By: Victoria Leoni  

The Navy is trying to finalize plans to replace the aging fleet of C-2A Greyhounds with the tilt-rotor V-22 Ospreys, an aircraft that will comprise a new training squadron at Naval Air Station North Island in San Diego, California.

The Navy plans to hold a public hearing for locals in Coronado on Feb. 7 to hash out the details, according to the San Diego Union-Tribune.

The C-2A Greyhounds have been the Navy’s primary transport vehicle to underway aircraft carriers for five decades. But the Pentagon believes the propeller planes have done their time and should be replaced. 

On Nov. 22, a Greyhound crashed into the Pacific Ocean while in passage to the carrier Ronald Reagan, killing three sailors.

The current goal is to exchange the 27 Greyhounds remaining in the fleet for 38 new Ospreys. 

The Osprey’s main asset is its ability to take off and land vertically, like a helicopter, meaning it needs a much smaller runway than the Greyhound and can deliver passengers and supplies at night.

The Air Force and Marine Corps have used Ospreys since 2007. They were made to replace the CH-46 Sea Knight helos, and can reach speeds and cover the range of turboprop planes.

The Navy’s Ospreys will differ slightly from their Marine and Air Force cousins, having room for more fuel, improved communications gear and a PA system in the main cabin, The Drive reported. 

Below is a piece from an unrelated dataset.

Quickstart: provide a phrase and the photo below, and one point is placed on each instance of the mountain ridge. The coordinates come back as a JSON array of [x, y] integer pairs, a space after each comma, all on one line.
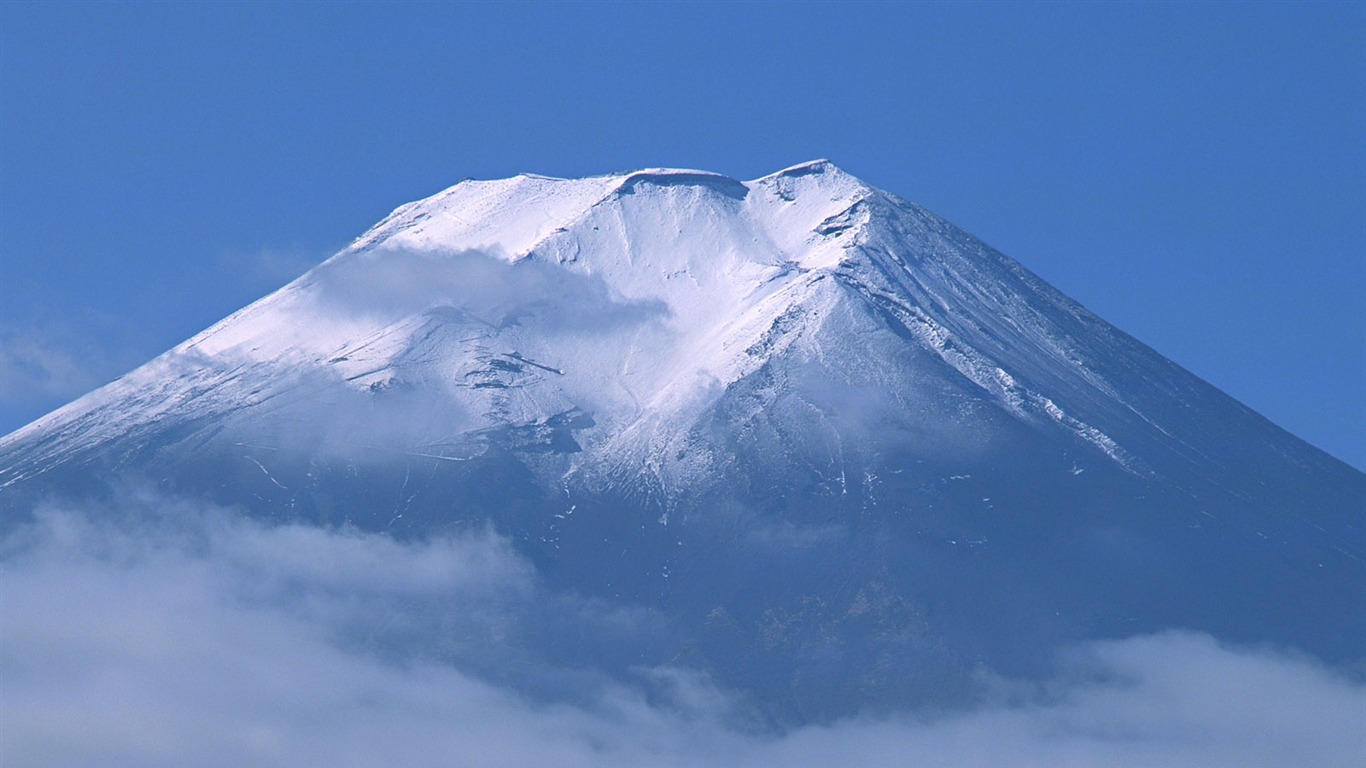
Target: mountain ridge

The Ospreys underwent a series of tests last summer, including a two-week assessment in Augustby the Marine Operational Test and Evaluation Squadron 1 aboard the aircraft carrier Carl Vinson. Officers were impressed with the aircraft’s versatility.

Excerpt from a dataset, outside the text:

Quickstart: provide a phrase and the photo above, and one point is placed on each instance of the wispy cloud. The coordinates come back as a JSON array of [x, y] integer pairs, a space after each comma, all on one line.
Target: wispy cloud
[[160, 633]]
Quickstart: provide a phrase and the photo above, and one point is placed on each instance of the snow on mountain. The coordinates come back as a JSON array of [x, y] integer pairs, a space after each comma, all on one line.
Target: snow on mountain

“It gives us a lot of options, a lot of flexibility, in the sense that we can recover it more as a helicopter or sometimes we can treat it more like a fixed-wing aircraft,” Vinson’s air boss, Cmdr. Lucas Kadar, said in a press release at the time.

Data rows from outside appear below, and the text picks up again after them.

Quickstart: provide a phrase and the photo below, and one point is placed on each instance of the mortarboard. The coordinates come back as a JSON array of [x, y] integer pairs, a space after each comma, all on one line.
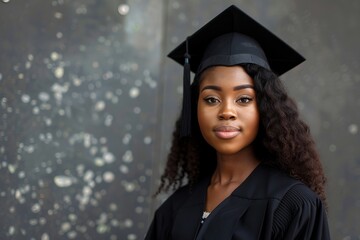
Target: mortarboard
[[229, 39]]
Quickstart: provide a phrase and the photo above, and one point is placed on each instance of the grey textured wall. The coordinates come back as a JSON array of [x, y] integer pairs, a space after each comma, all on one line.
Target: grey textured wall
[[88, 102]]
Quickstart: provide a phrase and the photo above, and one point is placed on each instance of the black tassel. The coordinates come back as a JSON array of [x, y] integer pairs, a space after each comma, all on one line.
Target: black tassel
[[186, 108]]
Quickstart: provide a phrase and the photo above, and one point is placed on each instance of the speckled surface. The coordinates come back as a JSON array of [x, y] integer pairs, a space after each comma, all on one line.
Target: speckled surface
[[88, 102]]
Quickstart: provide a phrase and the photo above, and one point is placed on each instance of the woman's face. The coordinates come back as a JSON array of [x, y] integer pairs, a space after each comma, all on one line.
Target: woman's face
[[227, 110]]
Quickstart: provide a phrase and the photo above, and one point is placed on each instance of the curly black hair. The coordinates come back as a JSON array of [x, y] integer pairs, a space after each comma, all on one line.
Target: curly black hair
[[283, 140]]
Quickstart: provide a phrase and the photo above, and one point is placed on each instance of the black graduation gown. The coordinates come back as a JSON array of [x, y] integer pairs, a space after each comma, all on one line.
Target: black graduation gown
[[267, 205]]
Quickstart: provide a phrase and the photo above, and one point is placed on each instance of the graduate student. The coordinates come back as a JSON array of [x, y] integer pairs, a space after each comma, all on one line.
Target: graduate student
[[248, 162]]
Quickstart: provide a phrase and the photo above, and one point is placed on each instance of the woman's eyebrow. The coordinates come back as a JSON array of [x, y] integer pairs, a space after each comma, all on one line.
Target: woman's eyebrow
[[243, 86], [236, 88], [213, 87]]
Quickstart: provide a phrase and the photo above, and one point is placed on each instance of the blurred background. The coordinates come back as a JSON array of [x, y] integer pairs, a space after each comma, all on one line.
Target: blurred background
[[88, 101]]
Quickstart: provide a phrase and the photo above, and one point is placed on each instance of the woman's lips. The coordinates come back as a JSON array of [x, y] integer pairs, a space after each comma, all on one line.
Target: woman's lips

The Navy plans to split its fleet of Ospreys between Naval Air Station North Island and Naval Station Norfolk in Virginia. Once in service, the Ospreys will pick up personnel, mail and cargo from both supply centers and deliver them to aircraft carriers worldwide. 

The Osprey training facility will be constructed on North Island, and will come with additional aircraft, personnel and air traffic. The Navy is in discussion with the residents of Coronado about the effects these changes will have on surrounding wildlife and neighborhoods.

According to the Navy’s current timeline, the Ospreys should be fully operational by 2024. The Greyhounds should be retired by 2026 and the transition should be complete by 2028. The North Island training facility is estimated to take a decade to construct. In the meantime, Marines will train Osprey pilots and crews.